Por: Jorge Ramos
Nada aquí es fácil. Nada fluye. Todo se tiene que discutir, negociar y acordar. Y después de hacerlo, hay que empezar de nuevo. Esta maravillosa y milenaria ciudad alberga, dentro de sus muros, el principal problema internacional de nuestros tiempos: ¿Cómo lograr la paz entre Israel y los palestinos?
Israelíes y palestinos, les guste o no, están condenados a vivir juntos en un territorio muy pequeño. Ninguno de los dos grupos se va a ir a vivir a otro lado. Pero todavía no se ponen de acuerdo en las reglas de su obligada convivencia.
En una reciente visita a Israel y a los territorios palestinos, el extraordinario guía que me acompañó sufría para describir los lugares que me mostraba. “Este es un lugar liberado, según Israel, u ocupado, de acuerdo con los árabes”, me decía. Uno de esos lugares liberados/ocupados fue Belén. Desde luego, no deja de sorprender que donde yace una estrella plateada con 14 puntas nació, según la tradición cristiana, el hombre que originaría una de las religiones más importantes del planeta. Pero a mí lo que más me impresionó fueron los muros que dividen a Belén de Israel.
He ido muchas veces a la frontera entre México y Estados Unidos, pero nunca he visto nada similar a lo que vi rodeando a Belén. Es un muro infranqueable de cemento, de ocho metros de altura. Israel mandó construir el muro a lo largo de una parte de su frontera con Cisjordania después de la llamada “segunda Intifada”, que comenzó en el 2000.
Belén y el resto de Cisjordania cayeron bajo el control militar de Israel desde la Guerra de los Seis Días en 1967, y su población, mayoritariamente palestina, vive a la sombra de ese muro. Los palestinos tienen permisos, cortos y restringidos, para cruzar el muro. En el lado palestino leí sobre el muro un grafiti proclamando protestas y resistencia; ese mismo muro, del lado israelí, era impecablemente blanco y vigilado centímetro a centímetro por el ejército. Un poco más al norte la situación es igual.
Jericó, quizá la ciudad más antigua del mundo, está a un lado del río Jordán donde Jesús, de acuerdo con La Biblia, fue bautizado. Pero cualquier turista tiene que pasar, inevitablemente, las revisiones de soldados israelíes al entrar y salir de la ciudad. La tensión en esa frontera es palpable; nadie sonríe, vi puños cerrados y rifles atentos. Pero el verdadero punto de tensión es Jerusalén.
Jerusalén, desde luego, es la capital oficial de Israel. Pero la decisión de muchos países de tener sus embajadas en Tel Aviv es reflejo de un intenso y delicado debate. Israel y los palestinos reclaman Jerusalén como propia. No son los primeros en hacerlo. Igual lo hicieron hace muchos siglos romanos, otomanos y bizantinos, entre otros.

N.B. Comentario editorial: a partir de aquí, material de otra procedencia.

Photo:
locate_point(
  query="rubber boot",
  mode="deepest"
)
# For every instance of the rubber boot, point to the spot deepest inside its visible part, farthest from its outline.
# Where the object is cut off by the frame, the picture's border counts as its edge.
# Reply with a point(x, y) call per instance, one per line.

Más que un Jerusalén dividido, mi impresión es que se trata de una ciudad compartida. Por la fuerza de la historia, sí, pero compartida. En sólo unos pasos se va del sector musulmán al armenio y de la Iglesia del Sepulcro de Jesucristo al Muro de los Lamentos. Dividir Jerusalén para alcanzar algún tipo de acuerdo de paz entre israelíes y palestinos, requeriría un enorme esfuerzo diplomático, mucha buena voluntad y tolerancia de ambas partes, un curso maestro en geografía e historia y, aún así, dejaría a muchos inconformes. Es el reto de vivir juntos. Éste es uno de los grandes dilemas de nuestro mundo. Todos han fracasado en su intento de encontrar una solución al tema de Jerusalén. Todos. Y la fórmula de paz a cambio de tierra nunca se ha materializado. Para eso se necesitan dos condiciones:
- que los palestinos reconozcan el derecho de existir al Estado de Israel;
- que se ponga un alto a los asentamientos israelíes y termine el control de Israel en Cisjordania.
Durante el viaje me llevé el libro “Mi Tierra Prometida” de Ari Shavit. Fue un buen compañero. Nada ha sido fácil en estas tierras, nos cuenta Shavit. Todo es complicado. Cada rincón tiene un pedazo de historia. Hay siempre puntos de vista opuestos. El consenso no existe. Pero la razón y la vida exigen pluralismo y tolerancia, algo que se da en dosis muy pequeñas en esta parte del mundo. Por la fuerza, nada se va a resolver. Es como tirar una piedra en el mar. Una semana después, comprendí la sabiduría de mi guía, quien insistía en describir como ocupada/liberada a una ciudad tras otra. Esta es una tierra donde los enemigos ni siquiera se ponen de acuerdo en las palabras. Así, lo único en que todos están de acuerdo es en que la paz – sin muros, balas y odios – aún está muy lejos.